An unsettling clank roused Lina from her daydream. Soon followed by a curse from Mom and then an ear-piercing screech that heralded a thick plume of dark smoke. She blinked away the last thoughts of sunshine warming her skin and turned away from the window, her eyes stinging.

The t-bar attached to a piece of thread that ran the length of the room was her personal highway, letting her zip over to her mother’s work bench in a matter of seconds.

Mom coughed and sputtered, frantically waving away smoke. Soot covered her face and settled into the fine wrinkles that grew deeper as she frowned, sighed, and slumped on a stool.

“What’s wrong?” Lina asked, looking up from the table top. The machine behind her, the cause of all this trouble, was glowing hot and she looked over her shoulder to make sure it wasn’t on fire.

“I can’t get this darned thing to work,” Mom said, glaring at the smoking hunk of metal. “Probably time to toss it in the closet with all the other failed experiments.”

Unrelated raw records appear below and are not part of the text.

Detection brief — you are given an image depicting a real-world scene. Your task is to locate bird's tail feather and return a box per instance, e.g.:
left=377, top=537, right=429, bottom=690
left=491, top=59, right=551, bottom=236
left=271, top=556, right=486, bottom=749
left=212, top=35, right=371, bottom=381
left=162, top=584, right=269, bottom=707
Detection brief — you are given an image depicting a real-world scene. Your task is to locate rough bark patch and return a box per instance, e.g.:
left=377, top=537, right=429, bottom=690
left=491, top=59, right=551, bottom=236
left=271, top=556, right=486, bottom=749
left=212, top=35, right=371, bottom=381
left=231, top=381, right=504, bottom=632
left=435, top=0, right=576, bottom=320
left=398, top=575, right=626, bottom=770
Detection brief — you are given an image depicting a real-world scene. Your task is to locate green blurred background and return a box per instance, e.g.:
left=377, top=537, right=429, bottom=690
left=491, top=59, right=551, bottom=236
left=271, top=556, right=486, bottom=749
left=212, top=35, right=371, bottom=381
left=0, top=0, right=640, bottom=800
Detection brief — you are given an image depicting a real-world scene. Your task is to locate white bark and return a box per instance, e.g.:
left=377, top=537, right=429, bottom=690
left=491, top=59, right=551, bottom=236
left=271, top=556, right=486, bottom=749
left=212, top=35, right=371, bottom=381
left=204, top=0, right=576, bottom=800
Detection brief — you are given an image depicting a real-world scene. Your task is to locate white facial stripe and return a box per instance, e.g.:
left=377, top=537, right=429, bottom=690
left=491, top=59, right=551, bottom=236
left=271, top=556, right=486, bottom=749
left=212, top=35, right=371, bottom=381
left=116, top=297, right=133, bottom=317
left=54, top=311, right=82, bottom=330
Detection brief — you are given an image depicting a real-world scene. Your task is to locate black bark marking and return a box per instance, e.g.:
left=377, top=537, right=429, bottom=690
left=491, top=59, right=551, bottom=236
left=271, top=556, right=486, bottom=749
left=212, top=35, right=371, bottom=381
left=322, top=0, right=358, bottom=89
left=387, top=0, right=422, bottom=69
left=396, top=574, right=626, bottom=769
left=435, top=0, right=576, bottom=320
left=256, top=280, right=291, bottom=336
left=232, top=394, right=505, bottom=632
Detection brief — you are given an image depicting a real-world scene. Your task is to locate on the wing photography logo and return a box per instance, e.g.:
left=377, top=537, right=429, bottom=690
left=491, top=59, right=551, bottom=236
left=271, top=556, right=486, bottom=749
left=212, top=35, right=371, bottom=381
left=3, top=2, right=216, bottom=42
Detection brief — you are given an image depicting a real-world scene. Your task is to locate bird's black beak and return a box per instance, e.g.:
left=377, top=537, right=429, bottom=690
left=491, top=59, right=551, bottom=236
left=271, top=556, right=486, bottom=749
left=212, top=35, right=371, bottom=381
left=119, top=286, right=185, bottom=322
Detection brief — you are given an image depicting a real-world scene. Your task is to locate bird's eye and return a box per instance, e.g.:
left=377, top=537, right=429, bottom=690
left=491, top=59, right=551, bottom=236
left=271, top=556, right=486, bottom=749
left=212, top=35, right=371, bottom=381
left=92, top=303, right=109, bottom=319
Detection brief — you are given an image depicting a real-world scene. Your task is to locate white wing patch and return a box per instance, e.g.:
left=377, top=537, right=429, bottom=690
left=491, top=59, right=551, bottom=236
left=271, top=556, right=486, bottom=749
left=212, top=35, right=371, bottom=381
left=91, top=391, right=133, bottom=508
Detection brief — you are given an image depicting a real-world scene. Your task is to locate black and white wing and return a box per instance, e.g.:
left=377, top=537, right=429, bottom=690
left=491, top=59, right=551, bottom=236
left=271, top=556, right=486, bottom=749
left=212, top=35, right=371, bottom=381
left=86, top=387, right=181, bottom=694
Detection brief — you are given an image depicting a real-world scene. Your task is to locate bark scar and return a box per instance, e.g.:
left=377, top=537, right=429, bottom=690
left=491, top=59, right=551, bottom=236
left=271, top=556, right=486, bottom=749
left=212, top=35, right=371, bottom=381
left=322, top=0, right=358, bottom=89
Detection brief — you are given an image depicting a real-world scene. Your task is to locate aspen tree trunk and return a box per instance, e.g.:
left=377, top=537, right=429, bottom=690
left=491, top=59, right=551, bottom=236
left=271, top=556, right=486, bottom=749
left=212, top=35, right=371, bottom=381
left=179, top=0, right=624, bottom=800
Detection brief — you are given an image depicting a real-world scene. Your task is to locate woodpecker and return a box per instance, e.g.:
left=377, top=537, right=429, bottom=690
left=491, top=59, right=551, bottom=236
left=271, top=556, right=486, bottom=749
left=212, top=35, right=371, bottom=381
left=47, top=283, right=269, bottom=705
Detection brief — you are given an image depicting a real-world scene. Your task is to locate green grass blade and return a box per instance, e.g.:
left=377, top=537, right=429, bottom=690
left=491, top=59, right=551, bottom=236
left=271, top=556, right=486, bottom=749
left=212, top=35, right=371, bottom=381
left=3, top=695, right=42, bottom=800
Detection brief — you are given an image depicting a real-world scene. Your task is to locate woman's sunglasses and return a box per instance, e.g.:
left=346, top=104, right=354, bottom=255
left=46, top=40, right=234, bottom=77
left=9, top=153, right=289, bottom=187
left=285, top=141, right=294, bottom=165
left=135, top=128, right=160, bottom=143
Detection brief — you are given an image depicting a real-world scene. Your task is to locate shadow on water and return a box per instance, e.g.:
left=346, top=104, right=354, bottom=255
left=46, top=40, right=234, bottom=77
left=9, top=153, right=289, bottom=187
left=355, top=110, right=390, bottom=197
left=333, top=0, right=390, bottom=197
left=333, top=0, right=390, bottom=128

Lina frowned. “Maybe I can fix it?” Her entire body was smaller than her mother’s pointer finger. If there was tiny detailed work to be done, she always jumped at the chance.

Mom’s expression softened, then turned stern. “That’s very sweet of you dear, but it’s too dangerous. I wouldn’t forgive myself if something happened to you.”

There it was. No matter how often she offered to do the job, Mom would never let her.

“But if you got this working, they wouldn’t be able to ignore you anymore. They wouldn’t be able to keep you in this basement with the cleaning supplies,” Lina said, stamping her tiny foot.

Her mother held out a hand and Lina climbed aboard, sitting in her palm. “What did I ever do to deserve you?”

“Probably something terrible,” Lina joked. Mom gave a watery chuckle and shook her head.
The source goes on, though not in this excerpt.